Thursday, August 18, 2016

Cancer and the Gardener from the Shire

The Proper Noun

Humans have been telling stories since the dawn of time and it is only natural we would want our lives to reflect the best parts of the stories we are told. This idea tends to cause people to genre their lives. You are living an adventure, experiencing a tragedy, enjoying a comedy, and so on.

When it comes to a chronic illness or looming disease, I find it interesting how those ideas of genre change. We say, "their cancer journey, his battle with MS, her struggle with depression" and we usually say it somberly as if we are hoping it is a secret even to the person experiencing it.Truthfully, at times it could be a secret to the ones suffering.

When I was diagnosed with cancer initially all I could think was, "This is now my life." I never thought I was going on a journey or some daring adventure but sometimes it turns out that way.


I love high fantasy so at times I am glad to think of my life with cancer as my adventure or even my quest. Good conflict in any story does less to hold the protagonist back and more to move them forward.

The Unwavering Companion

Ever journey has it's, fellowship if you will, of characters who are there for the main character. Some of these are only temporary and some are more permanent fixtures.
The same is true when going through cancer. You have people that are there for all of your burdens, there for just moments at a time but create strong bonds, and sadly those you have to leave behind. All these people mean something to your journey, even if it is just a little push you need that day.


During my first quest, my constant companion was my father. When I was first diagnosed, Tara and I had just gotten married a few months before the diagnosis and we had closed on our house mere days before I was to hear the words, "You have cancer." Tara was contracted out at the time and could not take leave to help me. Then things got worse, the company would not be renewing her contract and she was to lose her job. I of course couldn't work because not only was I going to Houston for one week, every two weeks; but the chemo was kicking my down hard.

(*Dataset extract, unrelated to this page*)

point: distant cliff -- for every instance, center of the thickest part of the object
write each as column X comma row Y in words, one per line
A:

My father was the Samwise to my Frodo, with me since the beginning. After my case was reviewed he and I set out on the first of many trips, just to get the results. In our minds, we would go to MD Anderson, they would give us their plan to bring home, I would do chemo at home and I would get better. We drive 5 hours, stopping only to use the bathroom, no food breaks straight to the doctor appointment. My oncologist delivered the blow that I was in a more difficult position than I hoped and the type of chemo I was to receive was so severe that only MD Anderson could do it because others had died on the same regimen.  I called Tara and we both hurt. I told her I would be home the next day after we stayed in Texas for the night. I sat in the passenger's seat to cry and feel sorry for myself  and feel asleep almost immediately. 

When I woke up to my dad getting off the interstate by my grandparents, I looked up to realize we were nowhere near their home, instead we were two hours in the opposite direction headed back to Covington. My dad knew I really wanted to be home but had just planned on staying so he could rest. My faithful companion and hero ended up driving what ended up being 13 hours that day because of construction with only a Snickers and a Dr. Pepper as nourishment. His selflessness helped me face Tara in a state of mind that wasn't totally broken and I knew with him by my side I could more easily face what lie ahead.

So every two week we left strong together and came back both falling apart. We laughed together, prayed together, got tired of each other, enjoyed bonding when I was able, and got frustrated over the desire to go home together. I learned from this experience that when a child suffers, not matter how old they may be, their parents suffer right along side of them. I saw how each time a child is sick their parent would do anything to take that pain on for them. I know how broken and beaten down I got, somehow my father found the strength to carry me that last leg home.


A Child's Heart of Thanksgiving

I am so grateful to my father for being my companion on my first quest. I love my dad for being so brave all my life. The man that carried me to bed as a child, then carried me again then I could barely move on my own. The man that helped me take my first steps as a toddler and then helped me take my first steps all over again when I was learning to walk with a prosthetic. The man who fought with the baby in the high chair to get food in my mouth, then fought with me to get me to eat anything in a lonely hotel room when my body just wouldn't take anything in.

I hope both my parents know how grateful I am for their love. For fighting by Tara and my side every step. I love them through the downs, through the triumphs and through the frustrations. God blessed me with wonderful parents and family.




1 comment:

  1. Matt,"I'll love you forever
    I'll like you for always
    As long as I'm living
    My baby you'll be."
    You are the wind beneath my wings.